Based on true events, Molly’s Game charts the story of Molly Bloom, the person who ran the world’s most exclusive high-stakes poker game out of hotels in Los Angeles and New York. Her clients include famous movie stars, athletes, businessmen and, unfortunately, the Russian mob.
There are two main attractions of Molly’s Game; the first one is Aaron Sorkin’s screenplay. The man behind The West Wing, News Room and The Social Network supplies a film that is crackling with energy and wit. It is also Sorkin’s directorial debut. This is not meant as an insult as Sorkin does a tremendous job as a first time director, but it is clear that Sorkin is borrowing from the other directors that he has worked with like, David Fincher and Danny Boyle. Both these directors have a flair for style and are able to handle Sorkin’s dense dialogue with relative ease. There is also something slightly Oceans 11 about the whole affair, that same exposition/fact heavy dialogue telling you the story as it unfolds. This is a film that despite its long runtime doesn’t drag, at least not until the end.
This is thanks to the second attraction, Jessica Chastain as Molly Bloom. Chastain makes this film her own with Molly, a no-nonsense person full of character and sharp edges that bounce off the other characters in very interesting and entertaining ways: Idris Elba doing the straight man role as Molly’s lawyer Charlie Jaffey, providing a more moral core to proceedings; then, on the other side, you have Michael Cera as Player X who is on fire as a massive, hateable arse.

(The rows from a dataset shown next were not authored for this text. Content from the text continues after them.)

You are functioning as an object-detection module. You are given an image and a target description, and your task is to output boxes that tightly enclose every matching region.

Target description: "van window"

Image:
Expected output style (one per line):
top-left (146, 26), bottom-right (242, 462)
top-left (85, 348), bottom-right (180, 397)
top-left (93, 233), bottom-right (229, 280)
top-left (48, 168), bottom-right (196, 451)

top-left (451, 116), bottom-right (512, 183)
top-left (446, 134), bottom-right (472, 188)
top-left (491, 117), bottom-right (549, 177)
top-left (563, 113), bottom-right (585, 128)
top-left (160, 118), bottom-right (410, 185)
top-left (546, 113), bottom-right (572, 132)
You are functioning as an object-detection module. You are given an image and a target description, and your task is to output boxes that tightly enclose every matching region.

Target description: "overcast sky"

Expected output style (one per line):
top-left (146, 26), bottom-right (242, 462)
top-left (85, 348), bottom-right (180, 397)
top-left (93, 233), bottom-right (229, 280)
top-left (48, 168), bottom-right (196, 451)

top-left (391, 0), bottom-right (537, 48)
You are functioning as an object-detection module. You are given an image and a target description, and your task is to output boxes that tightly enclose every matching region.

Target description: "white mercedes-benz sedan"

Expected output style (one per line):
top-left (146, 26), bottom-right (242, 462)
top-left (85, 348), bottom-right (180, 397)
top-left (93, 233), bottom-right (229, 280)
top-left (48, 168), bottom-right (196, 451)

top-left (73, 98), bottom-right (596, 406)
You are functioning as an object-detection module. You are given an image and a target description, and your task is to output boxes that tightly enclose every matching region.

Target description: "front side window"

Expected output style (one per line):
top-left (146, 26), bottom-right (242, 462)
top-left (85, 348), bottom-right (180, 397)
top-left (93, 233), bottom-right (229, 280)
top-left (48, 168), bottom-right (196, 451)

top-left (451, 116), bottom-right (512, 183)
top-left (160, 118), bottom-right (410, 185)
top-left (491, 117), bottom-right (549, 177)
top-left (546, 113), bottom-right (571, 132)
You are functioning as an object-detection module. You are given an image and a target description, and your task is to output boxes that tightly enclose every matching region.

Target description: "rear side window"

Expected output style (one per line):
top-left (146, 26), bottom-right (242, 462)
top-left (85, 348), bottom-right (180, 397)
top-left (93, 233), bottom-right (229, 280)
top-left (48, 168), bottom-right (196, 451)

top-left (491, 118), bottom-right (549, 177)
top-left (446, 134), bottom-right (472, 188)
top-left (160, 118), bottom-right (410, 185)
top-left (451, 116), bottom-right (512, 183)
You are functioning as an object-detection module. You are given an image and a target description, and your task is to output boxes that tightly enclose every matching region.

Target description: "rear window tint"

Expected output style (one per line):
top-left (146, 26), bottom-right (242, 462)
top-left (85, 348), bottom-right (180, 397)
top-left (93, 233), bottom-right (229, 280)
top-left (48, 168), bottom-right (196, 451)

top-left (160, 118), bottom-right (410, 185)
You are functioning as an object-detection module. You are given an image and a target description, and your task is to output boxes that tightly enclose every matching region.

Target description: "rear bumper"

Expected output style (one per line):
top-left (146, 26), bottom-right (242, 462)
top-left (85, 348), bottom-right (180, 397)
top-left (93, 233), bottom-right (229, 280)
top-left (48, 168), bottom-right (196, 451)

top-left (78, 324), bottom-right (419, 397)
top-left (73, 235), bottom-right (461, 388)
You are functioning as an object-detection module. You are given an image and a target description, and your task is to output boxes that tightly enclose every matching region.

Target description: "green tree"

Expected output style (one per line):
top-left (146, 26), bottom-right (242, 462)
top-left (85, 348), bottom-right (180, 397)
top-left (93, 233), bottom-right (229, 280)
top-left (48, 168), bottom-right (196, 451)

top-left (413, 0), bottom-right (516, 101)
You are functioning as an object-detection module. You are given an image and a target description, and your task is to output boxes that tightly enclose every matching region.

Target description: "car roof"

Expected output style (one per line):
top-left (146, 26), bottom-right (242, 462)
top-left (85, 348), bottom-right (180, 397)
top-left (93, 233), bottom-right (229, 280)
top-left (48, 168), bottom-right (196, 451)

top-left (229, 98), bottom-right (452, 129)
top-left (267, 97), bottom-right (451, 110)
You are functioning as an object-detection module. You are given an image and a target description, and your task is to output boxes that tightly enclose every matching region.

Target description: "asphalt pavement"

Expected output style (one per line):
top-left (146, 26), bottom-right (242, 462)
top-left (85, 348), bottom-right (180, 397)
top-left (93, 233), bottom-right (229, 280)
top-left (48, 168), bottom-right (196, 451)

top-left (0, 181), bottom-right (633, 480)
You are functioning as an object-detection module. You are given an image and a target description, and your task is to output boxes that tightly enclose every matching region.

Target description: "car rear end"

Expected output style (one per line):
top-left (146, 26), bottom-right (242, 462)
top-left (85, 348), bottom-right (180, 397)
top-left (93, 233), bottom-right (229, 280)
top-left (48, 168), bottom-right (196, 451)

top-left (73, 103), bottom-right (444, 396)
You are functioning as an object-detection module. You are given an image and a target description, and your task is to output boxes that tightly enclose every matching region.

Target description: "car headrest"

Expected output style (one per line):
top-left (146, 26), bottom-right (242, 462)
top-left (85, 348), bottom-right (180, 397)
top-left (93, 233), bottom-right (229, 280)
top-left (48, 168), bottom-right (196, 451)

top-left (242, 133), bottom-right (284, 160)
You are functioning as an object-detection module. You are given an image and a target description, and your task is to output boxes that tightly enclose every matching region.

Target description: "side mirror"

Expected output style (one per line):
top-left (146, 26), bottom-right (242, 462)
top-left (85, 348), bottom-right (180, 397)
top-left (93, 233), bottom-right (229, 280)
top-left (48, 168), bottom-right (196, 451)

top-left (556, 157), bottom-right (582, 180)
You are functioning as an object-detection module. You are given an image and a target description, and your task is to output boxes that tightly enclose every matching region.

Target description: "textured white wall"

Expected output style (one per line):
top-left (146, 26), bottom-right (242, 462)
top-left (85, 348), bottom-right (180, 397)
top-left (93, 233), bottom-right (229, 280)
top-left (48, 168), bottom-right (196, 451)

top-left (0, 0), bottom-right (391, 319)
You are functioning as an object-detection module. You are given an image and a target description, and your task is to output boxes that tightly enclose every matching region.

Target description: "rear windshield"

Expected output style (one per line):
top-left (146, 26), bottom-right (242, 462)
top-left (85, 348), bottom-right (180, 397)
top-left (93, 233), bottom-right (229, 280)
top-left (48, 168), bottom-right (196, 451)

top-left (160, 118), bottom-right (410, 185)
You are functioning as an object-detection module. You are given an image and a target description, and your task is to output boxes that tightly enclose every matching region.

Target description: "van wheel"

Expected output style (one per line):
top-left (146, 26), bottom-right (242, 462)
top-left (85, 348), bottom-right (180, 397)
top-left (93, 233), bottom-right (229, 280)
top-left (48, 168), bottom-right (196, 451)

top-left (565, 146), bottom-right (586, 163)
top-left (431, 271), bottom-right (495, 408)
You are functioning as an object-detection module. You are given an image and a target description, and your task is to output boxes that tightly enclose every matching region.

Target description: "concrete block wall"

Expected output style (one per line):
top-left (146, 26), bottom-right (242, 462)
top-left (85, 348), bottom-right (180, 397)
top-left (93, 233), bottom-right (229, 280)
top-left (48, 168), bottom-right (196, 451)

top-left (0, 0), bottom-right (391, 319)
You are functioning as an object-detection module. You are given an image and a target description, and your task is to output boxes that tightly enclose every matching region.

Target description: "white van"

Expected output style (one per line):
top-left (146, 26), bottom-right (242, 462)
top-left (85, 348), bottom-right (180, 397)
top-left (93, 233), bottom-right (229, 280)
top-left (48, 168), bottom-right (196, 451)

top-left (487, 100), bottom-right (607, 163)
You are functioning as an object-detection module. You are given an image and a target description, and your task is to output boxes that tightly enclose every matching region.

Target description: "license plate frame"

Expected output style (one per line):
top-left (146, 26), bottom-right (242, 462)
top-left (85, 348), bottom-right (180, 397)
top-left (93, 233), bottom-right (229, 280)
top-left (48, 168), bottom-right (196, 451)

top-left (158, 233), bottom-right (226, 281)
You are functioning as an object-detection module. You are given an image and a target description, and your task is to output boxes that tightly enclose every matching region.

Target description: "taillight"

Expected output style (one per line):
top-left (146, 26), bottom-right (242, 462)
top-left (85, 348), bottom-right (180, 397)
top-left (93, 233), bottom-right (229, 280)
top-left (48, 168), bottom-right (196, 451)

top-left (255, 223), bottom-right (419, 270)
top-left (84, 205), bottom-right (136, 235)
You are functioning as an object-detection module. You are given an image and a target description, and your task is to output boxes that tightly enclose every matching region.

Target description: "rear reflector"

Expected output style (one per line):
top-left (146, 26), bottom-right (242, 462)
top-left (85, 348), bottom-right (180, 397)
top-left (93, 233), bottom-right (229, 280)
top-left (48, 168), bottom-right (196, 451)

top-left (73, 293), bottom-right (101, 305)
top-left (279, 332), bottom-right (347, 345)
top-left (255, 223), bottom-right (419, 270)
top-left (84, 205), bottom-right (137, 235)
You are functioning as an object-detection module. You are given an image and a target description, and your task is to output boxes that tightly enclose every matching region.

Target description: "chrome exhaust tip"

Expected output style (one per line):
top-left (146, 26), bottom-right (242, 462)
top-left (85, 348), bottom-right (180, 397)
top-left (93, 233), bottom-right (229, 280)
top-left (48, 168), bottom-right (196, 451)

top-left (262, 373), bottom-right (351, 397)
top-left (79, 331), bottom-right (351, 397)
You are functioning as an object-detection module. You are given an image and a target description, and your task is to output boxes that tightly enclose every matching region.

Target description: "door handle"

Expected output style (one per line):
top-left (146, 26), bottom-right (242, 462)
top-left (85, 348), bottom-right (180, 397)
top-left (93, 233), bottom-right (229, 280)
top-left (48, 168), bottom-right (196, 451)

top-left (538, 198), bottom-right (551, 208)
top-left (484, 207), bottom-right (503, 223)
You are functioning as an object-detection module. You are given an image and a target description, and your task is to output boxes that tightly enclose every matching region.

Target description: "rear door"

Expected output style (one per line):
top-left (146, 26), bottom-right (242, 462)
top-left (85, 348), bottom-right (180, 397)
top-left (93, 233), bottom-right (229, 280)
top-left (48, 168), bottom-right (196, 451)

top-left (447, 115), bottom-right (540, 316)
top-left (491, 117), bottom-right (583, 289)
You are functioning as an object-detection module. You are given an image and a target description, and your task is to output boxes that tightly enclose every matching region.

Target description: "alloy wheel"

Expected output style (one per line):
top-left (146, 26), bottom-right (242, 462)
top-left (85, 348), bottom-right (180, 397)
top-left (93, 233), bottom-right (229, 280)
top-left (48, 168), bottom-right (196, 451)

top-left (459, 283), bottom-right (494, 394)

The fatal flaw of Molly’s Game is the end. It falls flat regarding tone and emotional catharsis. The film tries to go for a sentimental ending, which comes completely out of left field after the sharp and punchy strong we had up until that point. Molly has been hard as nails, a realist, but in the last few minutes of the movie that is swept under the rug by something utterly trite and Hollywood. This is where Molly’s Game lost me; the film lost its emotional cohesion and then it devalued its main character by taking away her big moments and giving them to her father and her lawyer.
Apart from the flat ending, Molly’s Game is a solid film and one that demands a second watch for the sharp writing and the even sharper central performance from Jessica Chastain.